Thursday, April 22, 2004

1. “The mere existence of the Internet will not create researchers or knowledge seekers out of those without the requisite background or skills,” (110). This sentence sums up a key assumption that is often made about the Internet and its beneficial properties. How can the Internet become a more effective medium—or is that the wrong way to look at it? How necessary is it or how integrated is it in our current way of life? Is it more than a tool? A tool used by the dominant? Is it a matter of time until it becomes more diversified?

2. The Simcomputer in India was a good, organized effort to make a simple, inexpensive computer for rural people. It is optimistic, but what about the up and coming generation who are not as removed from new technology. Would they be more receptive and better able to adapt since they may have more exposure? Is this idea still overly simplistic and naïve? Is any exposure, good exposure? Or is it as the skeptics state overly presumptive of us to think that the rural, Indian farmer needs such a tool? Is it a tool or a luxury? If gradual exposure is built, will later technology be easier to integrate and accept?

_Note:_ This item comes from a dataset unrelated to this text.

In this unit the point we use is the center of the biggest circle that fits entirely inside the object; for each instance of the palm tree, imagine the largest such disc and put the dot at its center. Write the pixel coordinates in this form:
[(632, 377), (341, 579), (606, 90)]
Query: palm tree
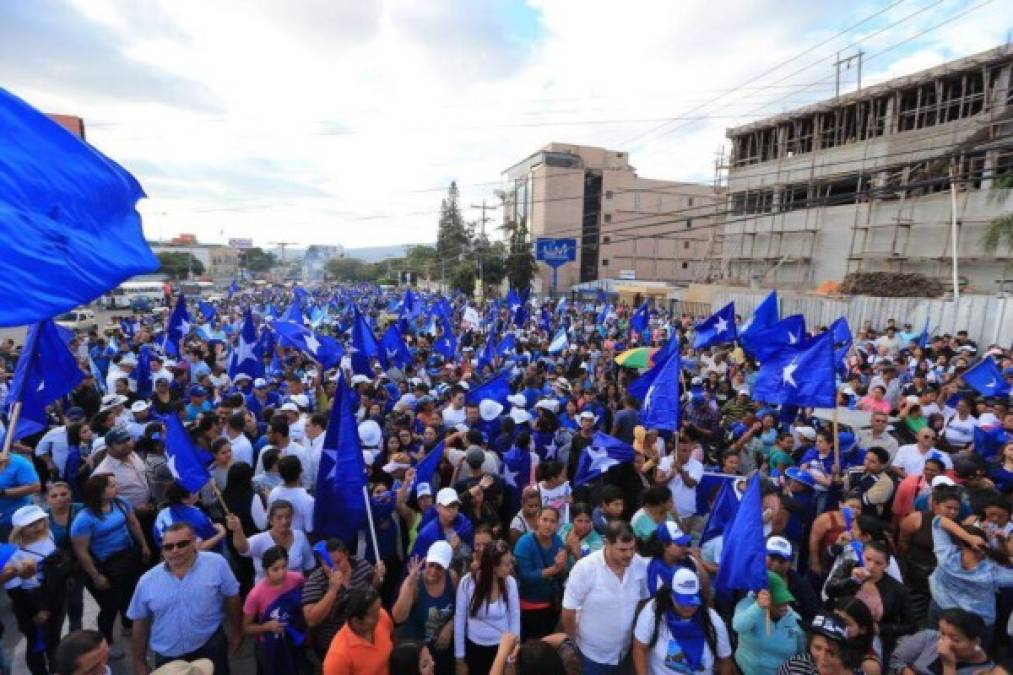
[(999, 231)]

3. The book pointed out how the Internet became a means to help preserve Hawaiian culture and language. Is the Internet a good preservation tool or more of a communication medium? How permanent is it? One only has to look at the memory hole website to see that there are areas of oversight and it makes one question how permanent online journal and archives are. What kind of lasting record is being created? Most of my questions were spurned from the Library Journal article that Louise Robbins sent out of “The Case of the Disappearing Article,” ( Can the Internet be used as a tool of censorship?